Some victims of Superstorm Sandy in New Jersey said they feel New Jersey Gov. Chris Christie has forgotten about them in his pursuit of the presidency.
About a dozen protesters intended to pitch tents and camp out across from the Statehouse in Trenton, New Jersey, on Tuesday to dramatize their plight, but were barred by state police from using tents. Many of the demonstrators are still unable to return to their homes three years after the storm. They say they’ll sit or stand outdoors the rest of the week.
“He’s completely forgotten about us,” said Doug Quinn, whose Toms River, New Jersey, home is still uninhabitable since the Oct. 29, 2012 storm. “He didn’t even mention Sandy in his State of the State speech. We feel absolutely abandoned by Chris Christie.”

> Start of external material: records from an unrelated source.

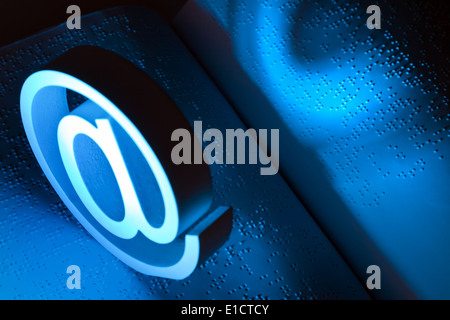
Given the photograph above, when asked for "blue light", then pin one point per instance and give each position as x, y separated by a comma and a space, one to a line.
45, 90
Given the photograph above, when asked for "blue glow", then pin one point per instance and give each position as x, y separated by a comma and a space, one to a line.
370, 108
36, 84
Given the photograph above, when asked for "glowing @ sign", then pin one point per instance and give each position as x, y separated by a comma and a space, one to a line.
134, 221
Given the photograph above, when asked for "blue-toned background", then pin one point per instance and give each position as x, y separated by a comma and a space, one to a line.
364, 117
275, 250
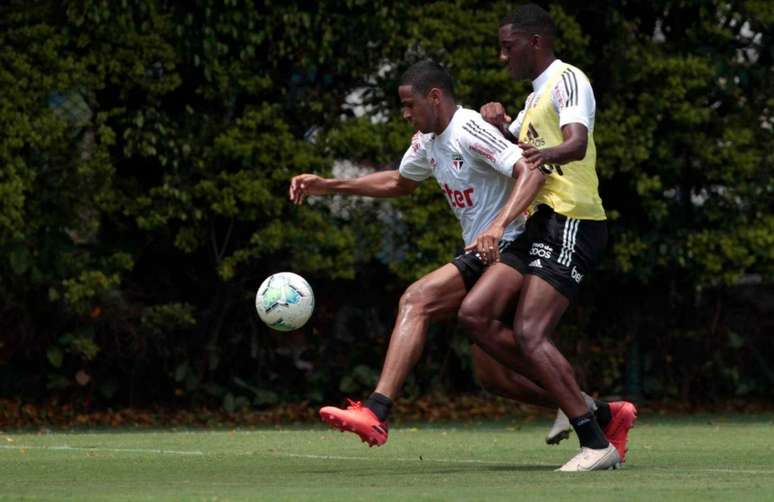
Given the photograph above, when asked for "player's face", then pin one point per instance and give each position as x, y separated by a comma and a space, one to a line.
417, 109
516, 52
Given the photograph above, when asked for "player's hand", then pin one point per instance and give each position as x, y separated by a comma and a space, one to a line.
494, 113
306, 184
487, 244
533, 156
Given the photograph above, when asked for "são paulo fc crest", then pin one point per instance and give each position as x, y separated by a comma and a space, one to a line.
457, 161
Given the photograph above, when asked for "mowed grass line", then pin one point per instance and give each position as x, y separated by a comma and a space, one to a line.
699, 458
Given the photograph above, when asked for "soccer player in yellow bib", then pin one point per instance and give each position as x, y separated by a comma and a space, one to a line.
566, 233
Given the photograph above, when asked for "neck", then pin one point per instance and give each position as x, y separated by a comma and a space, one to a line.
445, 114
542, 63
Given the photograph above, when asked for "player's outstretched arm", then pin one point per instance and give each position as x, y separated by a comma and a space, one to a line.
495, 114
529, 180
380, 184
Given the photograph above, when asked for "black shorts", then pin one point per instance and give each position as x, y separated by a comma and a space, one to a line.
471, 267
561, 250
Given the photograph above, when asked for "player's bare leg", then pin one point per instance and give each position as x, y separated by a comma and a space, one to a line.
539, 310
480, 313
435, 296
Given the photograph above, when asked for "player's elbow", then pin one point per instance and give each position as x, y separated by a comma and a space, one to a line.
578, 151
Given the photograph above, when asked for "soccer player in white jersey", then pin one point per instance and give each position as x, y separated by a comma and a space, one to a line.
473, 166
566, 233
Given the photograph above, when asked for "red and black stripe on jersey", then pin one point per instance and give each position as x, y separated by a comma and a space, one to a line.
498, 144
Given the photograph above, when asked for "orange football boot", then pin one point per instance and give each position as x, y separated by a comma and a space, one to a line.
623, 415
358, 419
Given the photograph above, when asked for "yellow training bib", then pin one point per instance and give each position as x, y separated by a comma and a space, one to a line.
571, 189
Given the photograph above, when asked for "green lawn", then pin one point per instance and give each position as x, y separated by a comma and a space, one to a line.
701, 458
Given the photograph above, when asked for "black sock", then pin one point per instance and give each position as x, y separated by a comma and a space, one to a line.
589, 433
603, 413
380, 405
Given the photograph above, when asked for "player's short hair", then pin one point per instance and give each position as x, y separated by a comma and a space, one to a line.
427, 74
530, 17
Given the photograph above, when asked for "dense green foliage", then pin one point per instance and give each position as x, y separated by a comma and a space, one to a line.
146, 151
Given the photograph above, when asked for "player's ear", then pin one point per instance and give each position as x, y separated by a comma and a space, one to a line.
435, 95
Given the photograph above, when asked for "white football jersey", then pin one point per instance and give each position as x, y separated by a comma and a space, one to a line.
473, 165
572, 97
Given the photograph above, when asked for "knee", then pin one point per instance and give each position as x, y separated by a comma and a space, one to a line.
415, 300
473, 320
528, 338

Joe Mangino, who just recently got back into his home in the Beach Haven West section of Stafford Township, New Jersey, recalled traveling to Iowa to confront Christie at a campaign event in March, disrupting his speech with complaints about the pace of Sandy recovery.
A guy yelled “Shut up and go home!” Mangino recalled. “I said, `Don’t you get it? That’s why I’m here: I have no home.”‘
The state Community Affairs Department said Tuesday that of the more than 8,000 homeowners active in the state’s main rebuilding grant program, 7,680 have signed their awards and more than 7,600 have received at least one payment for their homes, indicating they are in the construction phase.
Of those, nearly 2,000 have completed construction. To date, more than $659 million has been paid out to homeowners under the program, more than half the projected total.
Most of Tuesday’s protesters have gotten at least something from the state program. But red tape, contractor delays, insurance disputes and more have kept them from fully rebuilding.
Christie spokesman Brian Murray said New Jersey has made “tremendous progress” since Superstorm Sandy.
“There is still much to do,” he said, “and the governor is as committed today as he has always been in seeing the job through.”
Christie recently defended his performance in Sandy recovery, saying he had “a pretty good batting average.”
“I will never be completely satisfied until everybody who wants to be back in their home is back in their home. But to say that in less than three years, we have the overwhelming majority — 365,000 homes damaged or destroyed in Sandy — and now you’re talking about a few thousand that are left, folks who have not gotten back in, I think it’s a pretty good record.”
Joe Karcz said he has moved 13 times since Sandy wrecked his Stafford home. He wore a bright orange T-shirt with the message: “Gov. Christie: Finish the Job.”
“He’s running around the country raising money,” Karcz said of Christie. “He doesn’t care about us; we’re in his rearview mirror.”